Make in India is an initiative launched by the Government of India to encourage multi-national, as well as national companies to manufacture their products in India. It was launched by Prime Minister Narendra Modi on 25 September 2014. India emerged, after initiation of the program in 2015 as the top destination globally for foreign direct investment, surpassing the United States of America as well as the People's Republic of China. In 2015, India received US$63 billion in FDI.
Working with various State Government, Crescendo Worldwide support foreign companies to establish Manufacturing Facilities, Joint Ventures, Sales Offices, Technology Partnerships, Appointing Partners & Representatives in India.
Crescendo Worldwide Support Process Involves
- Market Research & Survey for Product Viability, cost viability, Competitors analysis, Business Potential
- Defining Market Entry Strategy
- Identification of best suitable structure for company
- Identification of ideal space for business activity based on various parameters like incentives, cost, availability of man power, Resources etc.

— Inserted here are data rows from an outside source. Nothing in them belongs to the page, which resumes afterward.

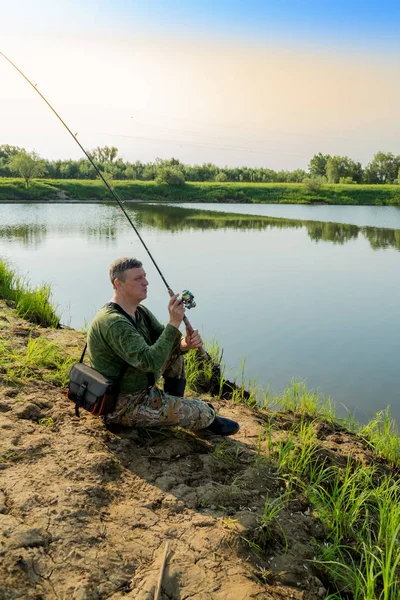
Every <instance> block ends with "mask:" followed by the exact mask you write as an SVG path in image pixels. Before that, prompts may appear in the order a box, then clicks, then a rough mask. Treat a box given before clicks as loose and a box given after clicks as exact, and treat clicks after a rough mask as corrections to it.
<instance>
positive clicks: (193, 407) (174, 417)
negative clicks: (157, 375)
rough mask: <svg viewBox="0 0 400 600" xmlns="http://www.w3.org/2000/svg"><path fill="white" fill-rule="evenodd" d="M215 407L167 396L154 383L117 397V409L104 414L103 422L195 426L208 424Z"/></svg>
mask: <svg viewBox="0 0 400 600" xmlns="http://www.w3.org/2000/svg"><path fill="white" fill-rule="evenodd" d="M214 418H215V411H214V409H213V408H211V406H209V405H208V404H207V403H206V402H203V401H202V400H195V399H192V398H178V397H177V396H170V395H169V394H166V393H165V392H163V390H161V389H160V388H158V387H157V386H153V387H151V388H148V389H146V390H142V391H140V392H135V393H134V394H124V395H122V396H120V397H119V398H118V401H117V406H116V409H115V411H114V412H113V413H111V414H110V415H107V416H106V417H105V420H106V423H109V424H111V423H118V424H120V425H125V426H126V427H177V426H179V427H184V428H185V429H190V430H193V431H195V430H197V429H204V428H205V427H208V425H210V424H211V423H212V422H213V420H214Z"/></svg>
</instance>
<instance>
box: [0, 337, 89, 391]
mask: <svg viewBox="0 0 400 600" xmlns="http://www.w3.org/2000/svg"><path fill="white" fill-rule="evenodd" d="M77 360H78V357H71V356H68V355H67V354H65V352H64V351H63V349H62V348H61V347H60V346H58V345H57V344H55V343H52V342H49V341H47V340H46V338H45V337H44V336H39V337H36V338H32V337H29V338H28V341H27V344H26V346H25V347H23V348H22V349H21V348H18V349H15V348H14V347H13V346H12V344H11V343H10V342H9V341H8V340H6V338H4V337H0V373H1V374H2V378H3V380H4V381H5V383H8V384H12V385H22V384H24V383H26V382H27V381H29V380H34V379H38V380H42V381H50V382H51V383H53V384H54V385H59V386H63V387H65V386H66V385H67V383H68V375H69V372H70V370H71V367H72V365H73V364H74V363H75V362H77Z"/></svg>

- Various Government approval
- Setting up or incorporating the Company
- Managing Inflow of funds
- Construction/renovation of unit.
- Hiring of manpower.
- Acquiring Clients
Incorporating a company in India:
- It can be a private or public limited company. Both wholly owned & joint ventures are allowed.
Limited liability partnerships:
- Allowed under the Government route in sectors which has 100% FDI allowed under the automatic route and without any conditions.
Sole proprietorship/partnership firm:
- Under Reserve Bank India ( RBI ) approval. RBI decides the application in consultation with Government of India.
Extension of foreign entity:
- Liaison office, Branch office (BO) or Project Office (PO). These offices can undertake only the activities specified by the RBI. Approvals are granted under the Government and RBI route. Automatic route is available to BO/PO meeting certain conditions.
- Foreign investment or contributions in other structures like not for profit companies etc. are also subject to provisions of Foreign Contribution Regulation Act (FCRA).
Central Government Incentives:
- Investment allowance (additional depreciation) at the rate of 15 percent to manufacturing companies that invest more than INR 1 billion in plant and machinery.
- Incentives available to unit’s set-up in Special Economic Zones (SEZ), National Investment & Manufacturing Zones (NIMZ) etc. and Export Oriented Units (EOUs).
- Exports incentives like duty drawback, duty exemption/remission schemes, focus products & market schemes etc.
- Areas based incentives like unit set-up in north east region, Jammu & Kashmir, Himachal Pradesh, Uttarakhand.
- Sector specific incentives like Modified Special Incentive Package Scheme(M-SIPS) in electronics.